Dennoch bleiben sie in Kontakt: Das world wide web schafft Abhilfe, wo sie sich im Krimi-Alltag gegenseitig blockieren. Ihre Handlungsstränge kreuzen sich immer wieder. Recherchieren die beiden im ersten Band noch gemeinsam die Vergangenheit einer Industriellenfamilie, gerät Lisbeth Salander im zweiten Band bei einer Ermittlung in Sachen Frauenhandel unter Mordverdacht. Im dritten Band wird Salander von einem Teil ihrer nebulösen Vergangenheit eingeholt: Ihr Vater entpuppt sich als vom Geheimdienst geschützter Großkrimineller. Die Vorlagen für die Plots sind brandaktuell und könnten aus jeder Tageszeitung stammen. Larsson zeigt dunkle Facetten der schwedischen Gesellschaft, verbindet sie durch aufregende und immer wieder unerwartete Wendungen und schillernde Figuren. Da erzeugen die insgesamt 2200 Seiten Wind beim Umblättern. Insbesondere Lisbeth Salander, die nur körperlich kleine, scheue Frau, wird mit ihrem Mut und ihrer Zähigkeit schnell zur Sympathieträgerin. Salander gibt nicht auf, kämpft in scheinbar aussichtslosen Lagen weiter - und unterscheidet in ihrer Welt messerscharf zwischen Gut und Böse.

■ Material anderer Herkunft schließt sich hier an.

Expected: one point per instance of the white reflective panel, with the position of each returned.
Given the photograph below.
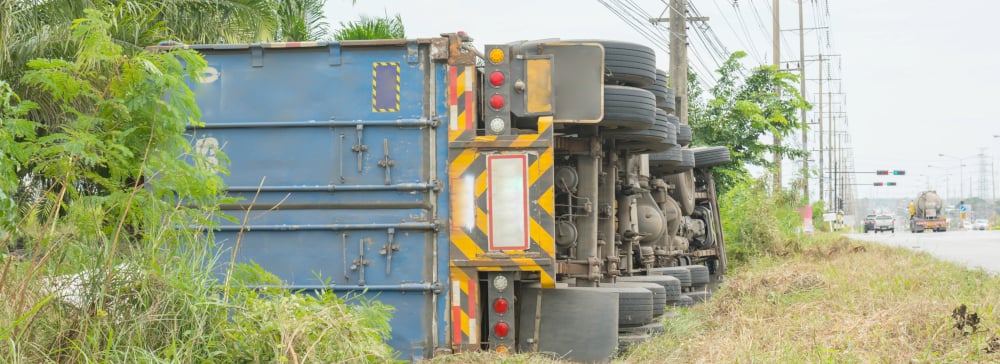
(508, 201)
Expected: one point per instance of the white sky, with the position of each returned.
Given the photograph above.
(919, 76)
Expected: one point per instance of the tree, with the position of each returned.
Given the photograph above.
(41, 29)
(371, 28)
(301, 20)
(741, 111)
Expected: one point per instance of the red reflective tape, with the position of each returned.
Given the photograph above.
(469, 111)
(452, 85)
(456, 324)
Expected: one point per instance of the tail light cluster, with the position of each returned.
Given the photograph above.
(502, 321)
(496, 92)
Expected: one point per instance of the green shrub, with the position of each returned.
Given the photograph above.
(756, 222)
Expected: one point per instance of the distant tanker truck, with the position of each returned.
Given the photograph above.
(925, 213)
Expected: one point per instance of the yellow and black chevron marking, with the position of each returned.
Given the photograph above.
(464, 308)
(470, 209)
(461, 100)
(385, 87)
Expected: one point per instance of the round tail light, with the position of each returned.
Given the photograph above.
(500, 306)
(501, 329)
(497, 102)
(497, 78)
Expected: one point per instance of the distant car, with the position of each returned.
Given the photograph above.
(885, 223)
(869, 223)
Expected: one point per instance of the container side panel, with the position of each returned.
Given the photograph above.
(341, 166)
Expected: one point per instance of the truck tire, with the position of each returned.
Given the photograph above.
(627, 340)
(687, 158)
(659, 294)
(669, 103)
(699, 296)
(628, 63)
(635, 306)
(681, 273)
(684, 301)
(659, 87)
(699, 275)
(671, 285)
(705, 157)
(659, 137)
(652, 328)
(579, 322)
(628, 108)
(666, 159)
(684, 135)
(683, 192)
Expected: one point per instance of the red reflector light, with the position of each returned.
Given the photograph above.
(500, 306)
(501, 329)
(496, 78)
(497, 102)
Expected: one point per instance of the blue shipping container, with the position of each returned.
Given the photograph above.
(337, 146)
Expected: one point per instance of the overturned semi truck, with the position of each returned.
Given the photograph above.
(531, 196)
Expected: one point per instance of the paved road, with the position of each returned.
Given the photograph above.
(976, 249)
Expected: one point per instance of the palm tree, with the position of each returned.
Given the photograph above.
(371, 28)
(31, 29)
(301, 20)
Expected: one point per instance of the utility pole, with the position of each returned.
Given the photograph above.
(833, 130)
(678, 56)
(820, 123)
(802, 118)
(776, 37)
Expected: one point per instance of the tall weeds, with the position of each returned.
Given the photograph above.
(757, 221)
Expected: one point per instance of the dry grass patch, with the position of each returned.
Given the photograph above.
(839, 301)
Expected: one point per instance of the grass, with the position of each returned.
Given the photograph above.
(828, 299)
(836, 300)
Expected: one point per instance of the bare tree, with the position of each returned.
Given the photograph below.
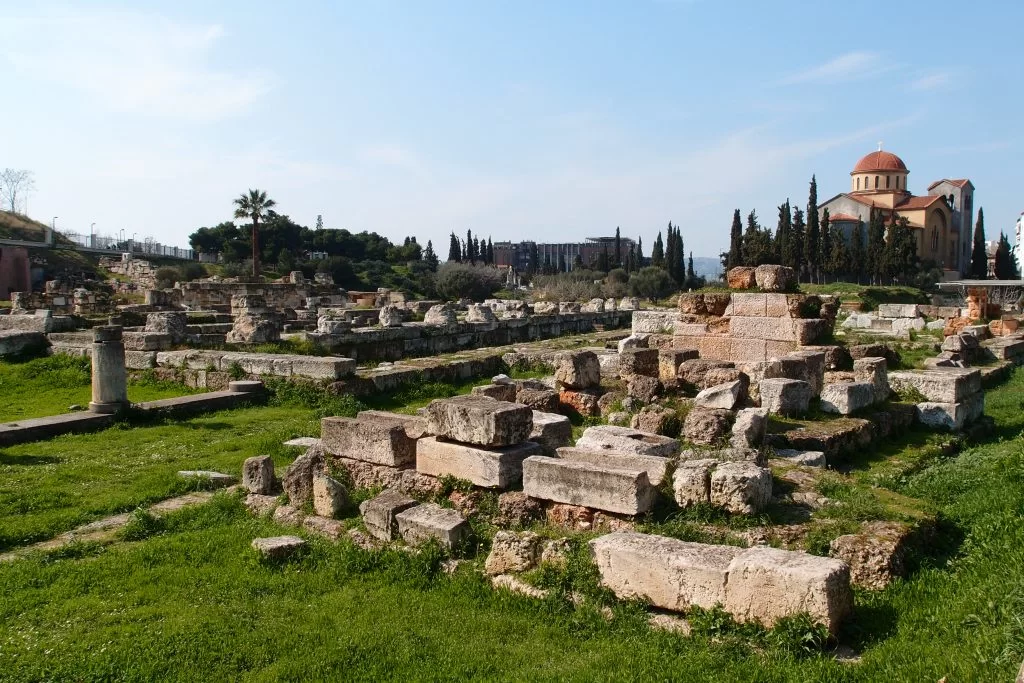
(15, 183)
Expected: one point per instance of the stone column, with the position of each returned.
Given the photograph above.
(110, 381)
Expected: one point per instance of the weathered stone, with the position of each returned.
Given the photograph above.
(330, 496)
(511, 552)
(740, 487)
(749, 428)
(379, 513)
(479, 420)
(257, 474)
(727, 396)
(626, 492)
(655, 466)
(847, 397)
(298, 480)
(624, 439)
(784, 396)
(707, 425)
(495, 467)
(774, 278)
(551, 431)
(578, 370)
(429, 520)
(279, 547)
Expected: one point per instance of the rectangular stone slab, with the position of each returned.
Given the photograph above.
(672, 574)
(625, 492)
(429, 520)
(369, 440)
(654, 466)
(479, 420)
(494, 468)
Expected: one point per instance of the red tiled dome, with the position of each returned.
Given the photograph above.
(880, 161)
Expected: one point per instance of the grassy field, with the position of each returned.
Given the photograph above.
(190, 602)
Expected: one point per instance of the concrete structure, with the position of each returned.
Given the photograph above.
(110, 380)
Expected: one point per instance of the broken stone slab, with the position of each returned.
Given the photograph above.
(257, 474)
(726, 395)
(784, 396)
(216, 479)
(379, 513)
(373, 440)
(847, 397)
(511, 552)
(419, 524)
(278, 547)
(611, 489)
(479, 420)
(493, 468)
(551, 431)
(950, 385)
(655, 466)
(627, 440)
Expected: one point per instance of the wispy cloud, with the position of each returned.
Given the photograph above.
(849, 67)
(130, 61)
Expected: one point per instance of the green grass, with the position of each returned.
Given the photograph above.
(47, 386)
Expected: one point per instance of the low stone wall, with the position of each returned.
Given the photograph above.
(419, 339)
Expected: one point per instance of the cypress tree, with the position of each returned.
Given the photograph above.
(735, 256)
(979, 259)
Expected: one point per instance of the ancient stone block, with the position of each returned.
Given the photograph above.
(625, 492)
(479, 420)
(655, 466)
(784, 396)
(379, 513)
(625, 439)
(494, 467)
(429, 520)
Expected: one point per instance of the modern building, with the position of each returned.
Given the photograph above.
(560, 256)
(941, 219)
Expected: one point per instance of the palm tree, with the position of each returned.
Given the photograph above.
(254, 206)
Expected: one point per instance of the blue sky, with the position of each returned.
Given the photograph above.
(551, 121)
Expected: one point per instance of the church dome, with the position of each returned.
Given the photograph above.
(880, 161)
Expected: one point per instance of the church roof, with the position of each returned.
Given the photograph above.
(879, 161)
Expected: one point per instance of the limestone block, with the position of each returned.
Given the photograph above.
(578, 370)
(670, 573)
(639, 361)
(726, 395)
(494, 468)
(429, 520)
(330, 496)
(279, 547)
(479, 420)
(379, 513)
(625, 492)
(766, 584)
(784, 396)
(511, 552)
(950, 385)
(740, 487)
(749, 429)
(257, 474)
(691, 481)
(504, 392)
(655, 466)
(369, 440)
(627, 440)
(551, 431)
(847, 397)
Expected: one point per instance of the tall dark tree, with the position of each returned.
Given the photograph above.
(255, 206)
(1006, 261)
(735, 256)
(811, 246)
(979, 258)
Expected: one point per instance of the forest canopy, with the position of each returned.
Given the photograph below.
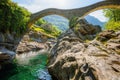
(13, 17)
(114, 19)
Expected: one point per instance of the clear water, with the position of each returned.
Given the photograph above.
(32, 71)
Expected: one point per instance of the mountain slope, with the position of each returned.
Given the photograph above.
(63, 24)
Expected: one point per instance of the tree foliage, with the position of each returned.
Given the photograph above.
(46, 28)
(114, 19)
(13, 17)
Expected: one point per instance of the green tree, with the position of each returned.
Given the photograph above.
(114, 19)
(13, 17)
(40, 22)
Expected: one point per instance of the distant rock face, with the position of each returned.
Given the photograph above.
(73, 59)
(84, 30)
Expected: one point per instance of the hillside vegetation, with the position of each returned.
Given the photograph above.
(114, 19)
(14, 20)
(13, 17)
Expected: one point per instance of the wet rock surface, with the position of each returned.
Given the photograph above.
(73, 59)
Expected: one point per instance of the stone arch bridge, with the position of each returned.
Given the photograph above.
(78, 12)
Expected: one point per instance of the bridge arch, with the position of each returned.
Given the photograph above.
(79, 12)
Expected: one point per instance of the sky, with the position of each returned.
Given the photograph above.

Larsson, ehemals Journalist, zeichnet seine Figuren detailreich, ebenso gründlich nähert er sich auch seinen Themen. Er starb 2004 im Alter von 50 Jahren an Herzversagen und hat den anhaltenden internationalen Erfolg seiner Romane nicht mehr erlebt. Insgesamt wiegen die drei Bände fast 2,5 Kilo. Doch auch wenn jeder in sich abgeschlossen ist, sollte man zur Entlastung des Reisegepäcks nur dann auf einen verzichten, wenn ein deutschsprachiger Buchladen am Urlaubsort zu finden ist. Sonst sitzt man am Strand und leidet am Entzug. Der Suchtfaktor ist enorm.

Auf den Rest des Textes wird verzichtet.